Given a matrix X with m observations and another matrix Y with n observations, Partitioned Distances computes
the m by n distance matrix. A rectangular distance matrix can be more appropriate than a square
matrix in many applications; for example, in bipartite graphs we might be concerned with the distance between
objects in Graph A with objects in Graph B, but we may not care about the distance between objects within
Graph A or Graph B. Currently, R only has a
dist function which returns square distance matrices.

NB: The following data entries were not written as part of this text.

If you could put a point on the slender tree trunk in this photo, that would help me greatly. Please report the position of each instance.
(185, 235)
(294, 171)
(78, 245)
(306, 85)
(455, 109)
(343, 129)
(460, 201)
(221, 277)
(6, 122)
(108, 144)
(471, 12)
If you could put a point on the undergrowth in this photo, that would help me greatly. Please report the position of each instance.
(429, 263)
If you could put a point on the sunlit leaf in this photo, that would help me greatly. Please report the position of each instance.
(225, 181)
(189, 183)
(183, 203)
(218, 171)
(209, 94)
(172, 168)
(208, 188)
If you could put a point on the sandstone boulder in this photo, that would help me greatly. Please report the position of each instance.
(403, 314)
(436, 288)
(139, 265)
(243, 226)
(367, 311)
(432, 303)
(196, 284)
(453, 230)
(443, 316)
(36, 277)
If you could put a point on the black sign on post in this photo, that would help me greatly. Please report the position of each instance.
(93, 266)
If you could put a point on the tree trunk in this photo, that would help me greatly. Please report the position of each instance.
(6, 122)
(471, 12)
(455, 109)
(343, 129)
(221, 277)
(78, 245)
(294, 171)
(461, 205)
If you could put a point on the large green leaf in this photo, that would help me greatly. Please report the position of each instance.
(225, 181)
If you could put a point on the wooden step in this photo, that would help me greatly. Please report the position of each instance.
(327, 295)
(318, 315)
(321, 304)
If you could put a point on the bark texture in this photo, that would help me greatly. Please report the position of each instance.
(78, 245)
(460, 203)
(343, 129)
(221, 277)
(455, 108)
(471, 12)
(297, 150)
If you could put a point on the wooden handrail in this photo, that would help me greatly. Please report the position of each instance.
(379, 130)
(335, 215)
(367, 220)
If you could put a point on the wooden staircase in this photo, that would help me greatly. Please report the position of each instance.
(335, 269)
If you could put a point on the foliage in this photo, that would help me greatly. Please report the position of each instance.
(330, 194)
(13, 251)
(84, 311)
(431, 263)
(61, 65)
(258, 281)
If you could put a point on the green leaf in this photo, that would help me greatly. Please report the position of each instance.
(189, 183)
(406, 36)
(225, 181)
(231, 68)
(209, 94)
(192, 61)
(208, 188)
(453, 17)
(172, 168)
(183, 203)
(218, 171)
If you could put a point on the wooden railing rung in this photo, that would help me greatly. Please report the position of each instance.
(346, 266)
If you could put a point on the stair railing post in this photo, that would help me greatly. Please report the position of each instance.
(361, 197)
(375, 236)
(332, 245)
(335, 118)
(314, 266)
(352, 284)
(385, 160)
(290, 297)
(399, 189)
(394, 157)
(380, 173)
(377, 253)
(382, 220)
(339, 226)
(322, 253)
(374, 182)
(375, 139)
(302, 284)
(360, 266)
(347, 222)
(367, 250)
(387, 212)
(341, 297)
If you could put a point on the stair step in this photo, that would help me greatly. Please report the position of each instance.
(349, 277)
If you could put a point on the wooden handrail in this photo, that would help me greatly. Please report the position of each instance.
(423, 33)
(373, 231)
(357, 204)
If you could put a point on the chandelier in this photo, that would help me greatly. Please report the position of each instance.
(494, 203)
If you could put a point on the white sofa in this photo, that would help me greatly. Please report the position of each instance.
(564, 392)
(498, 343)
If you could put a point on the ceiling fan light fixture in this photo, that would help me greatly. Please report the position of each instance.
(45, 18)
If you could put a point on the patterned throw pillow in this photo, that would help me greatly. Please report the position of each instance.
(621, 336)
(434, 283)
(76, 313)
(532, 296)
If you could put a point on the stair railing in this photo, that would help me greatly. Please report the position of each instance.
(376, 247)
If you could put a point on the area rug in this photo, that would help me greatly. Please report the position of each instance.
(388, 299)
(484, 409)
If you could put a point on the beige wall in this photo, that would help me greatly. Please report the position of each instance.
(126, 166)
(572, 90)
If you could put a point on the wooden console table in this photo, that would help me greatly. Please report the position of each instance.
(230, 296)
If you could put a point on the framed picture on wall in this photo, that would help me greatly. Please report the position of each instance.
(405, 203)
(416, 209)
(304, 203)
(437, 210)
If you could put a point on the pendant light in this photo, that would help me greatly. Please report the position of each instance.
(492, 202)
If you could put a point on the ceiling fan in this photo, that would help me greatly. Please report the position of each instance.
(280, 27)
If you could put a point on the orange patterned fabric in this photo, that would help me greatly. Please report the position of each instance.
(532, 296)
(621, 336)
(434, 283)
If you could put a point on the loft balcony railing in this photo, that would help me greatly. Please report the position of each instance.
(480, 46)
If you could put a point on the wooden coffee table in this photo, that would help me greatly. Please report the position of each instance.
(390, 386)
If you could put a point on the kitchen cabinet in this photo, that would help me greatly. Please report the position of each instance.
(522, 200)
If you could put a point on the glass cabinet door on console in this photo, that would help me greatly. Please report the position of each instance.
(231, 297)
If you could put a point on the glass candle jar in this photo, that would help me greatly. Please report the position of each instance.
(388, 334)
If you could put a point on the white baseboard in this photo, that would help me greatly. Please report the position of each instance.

pdist is a slightly optimized version of the native
dist function; distances are not computed between
objects that are both in X or both in Y. Using native functions, we could stack X and Y on top of each
rbind, and call
dist on the result, but this would compute the (m+n) by (m+n) distance
matrix, yielding m^2 + mn + n^2 unnecessary distance computations. If the matrices have p columns, and
the distance metric is the Euclidean metric, then p(m^2 + mn + n^2) unnecessary flops are made. More complex
metrics, such as dynamic time warping, can run in O(p^3), which means a naive dist function would make
O(p^3(m^2 + mn + n^2)) unnecessary flops!
Using a matrix X that is 1000 by 100, it took 0.543 seconds to compute the distance matrix based on
the Euclidean metric using
dist. Using pdist, the timing was the same. If we are interested in
the subset A taken by the first 100 rows of X, and subset B taken by the next 100 rows of X, we can
compute a smaller distance matrix in only 0.006 seconds!